建築士の学科試験に「建築計画」という学科があり、私は火曜の午前中、その対策講義を担当している。3年生への講義である(私の勤務する専門学校には2年制と3年制の建築学科がある)。計画原論とも言われる環境工学の分野や住宅関係の項目を終え、公共建築の項目まで進んできた。今日は図書館や美術館、公民館の設計・計画の基本がテーマ。
この講義はあくまで建築士試験を念頭に置いているので、各項目の基本的事項や出題されるポイントに絞って講義をし、過去に2級建築士に出題された問題をいくつか解説。建築士の試験は暗記すべき事が多いのだが、中にはヒッカケ問題もあり、問題文を良く読まなければいけない。また、試験は合格術みたいなものもあり、解き方のコツも交えながら話を進めている。今日の講義のテーマであった公共建築を卒業設計に選んでいる学生もいて、質問も活発だったように思う。

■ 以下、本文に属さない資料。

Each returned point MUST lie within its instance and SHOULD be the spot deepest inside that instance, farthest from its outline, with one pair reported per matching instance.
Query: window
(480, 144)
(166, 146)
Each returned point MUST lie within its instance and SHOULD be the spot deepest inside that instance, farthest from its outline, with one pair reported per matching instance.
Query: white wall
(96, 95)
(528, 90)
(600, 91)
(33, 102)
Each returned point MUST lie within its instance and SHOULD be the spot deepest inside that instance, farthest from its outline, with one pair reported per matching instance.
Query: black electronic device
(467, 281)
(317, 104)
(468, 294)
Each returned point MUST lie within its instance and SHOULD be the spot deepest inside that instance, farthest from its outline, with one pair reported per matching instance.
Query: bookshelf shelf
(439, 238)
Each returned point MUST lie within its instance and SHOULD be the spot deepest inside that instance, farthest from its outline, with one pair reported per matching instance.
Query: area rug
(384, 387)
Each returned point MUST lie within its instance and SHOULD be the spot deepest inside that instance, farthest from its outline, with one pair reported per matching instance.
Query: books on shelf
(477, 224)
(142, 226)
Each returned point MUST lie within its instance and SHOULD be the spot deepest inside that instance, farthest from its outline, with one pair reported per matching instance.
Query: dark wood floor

昼休みになり、ちょうど私が食事を終えた時、待ってましたとばかりに女子学生が卒業設計の下書きを5枚ほど持ってきた。しかしこれがまた見当違いの図面を持ってきた。「これはダメ!」と描き直しを命じた。もちろん、どこが悪いか、何故ダメなのかはキチンと話しているから、本人も納得して「あ!そうですね。わかりました」。
学生は1方向からしか物事を見ていないことが多々あり、思い込みでそのまま作業を進めてしまう場合が良くある。我々の仕事は、そんな思い込みに気づかせることも大事な仕事。修正が可能な場合は別として、何時間もかけて描いてきた図面も、修正不可能な大間違いがあればもちろん描き直してもらう。

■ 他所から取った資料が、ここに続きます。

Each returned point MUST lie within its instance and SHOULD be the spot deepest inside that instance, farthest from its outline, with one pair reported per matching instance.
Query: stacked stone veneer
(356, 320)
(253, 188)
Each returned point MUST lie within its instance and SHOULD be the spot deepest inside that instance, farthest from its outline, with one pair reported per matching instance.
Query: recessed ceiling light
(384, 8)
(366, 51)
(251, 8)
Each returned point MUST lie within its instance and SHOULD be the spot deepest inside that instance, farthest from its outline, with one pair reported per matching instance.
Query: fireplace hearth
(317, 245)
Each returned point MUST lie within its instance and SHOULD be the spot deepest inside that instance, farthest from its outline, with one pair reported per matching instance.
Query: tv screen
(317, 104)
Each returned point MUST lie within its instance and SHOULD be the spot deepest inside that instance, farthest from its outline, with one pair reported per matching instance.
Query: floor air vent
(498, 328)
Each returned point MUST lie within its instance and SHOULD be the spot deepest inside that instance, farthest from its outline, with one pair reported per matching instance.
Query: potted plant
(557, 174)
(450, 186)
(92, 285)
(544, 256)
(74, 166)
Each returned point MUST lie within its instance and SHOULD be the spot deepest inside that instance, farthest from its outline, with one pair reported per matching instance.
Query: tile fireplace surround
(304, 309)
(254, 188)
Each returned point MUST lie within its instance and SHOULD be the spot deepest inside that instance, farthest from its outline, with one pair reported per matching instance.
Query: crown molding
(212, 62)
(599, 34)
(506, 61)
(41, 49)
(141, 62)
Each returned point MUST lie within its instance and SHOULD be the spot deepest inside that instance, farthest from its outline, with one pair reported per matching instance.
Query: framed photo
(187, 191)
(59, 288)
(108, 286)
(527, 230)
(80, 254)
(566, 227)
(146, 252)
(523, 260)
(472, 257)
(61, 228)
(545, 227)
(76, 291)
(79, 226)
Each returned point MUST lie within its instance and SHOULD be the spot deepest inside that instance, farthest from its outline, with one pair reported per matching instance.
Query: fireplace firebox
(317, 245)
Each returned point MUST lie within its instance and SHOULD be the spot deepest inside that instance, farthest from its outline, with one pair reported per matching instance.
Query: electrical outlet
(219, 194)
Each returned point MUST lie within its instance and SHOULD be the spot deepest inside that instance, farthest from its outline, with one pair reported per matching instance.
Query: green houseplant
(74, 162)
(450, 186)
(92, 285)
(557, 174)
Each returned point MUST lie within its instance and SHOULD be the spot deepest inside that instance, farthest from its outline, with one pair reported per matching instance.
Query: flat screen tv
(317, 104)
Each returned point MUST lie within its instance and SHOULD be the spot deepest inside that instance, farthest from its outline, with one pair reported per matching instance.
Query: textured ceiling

卒業設計の提出は1月7日。あと40日ほど。A2サイズで10枚ほどの作品を創ってもらうのだが、現時点で単純計算でも1枚あたり4日しかかけられない。エスキスが済み、そろそろプレゼンに取り掛かりたい時期になってきた。例年、優秀作品に選ばれるのは、やはりじっくりコツコツ、時間をかけて制作した作品が多い。これから卒業設計提出まで何度も徹夜もしなければいけないだろうけど、納得の行く作品ができるよう最後まで頑張ろう。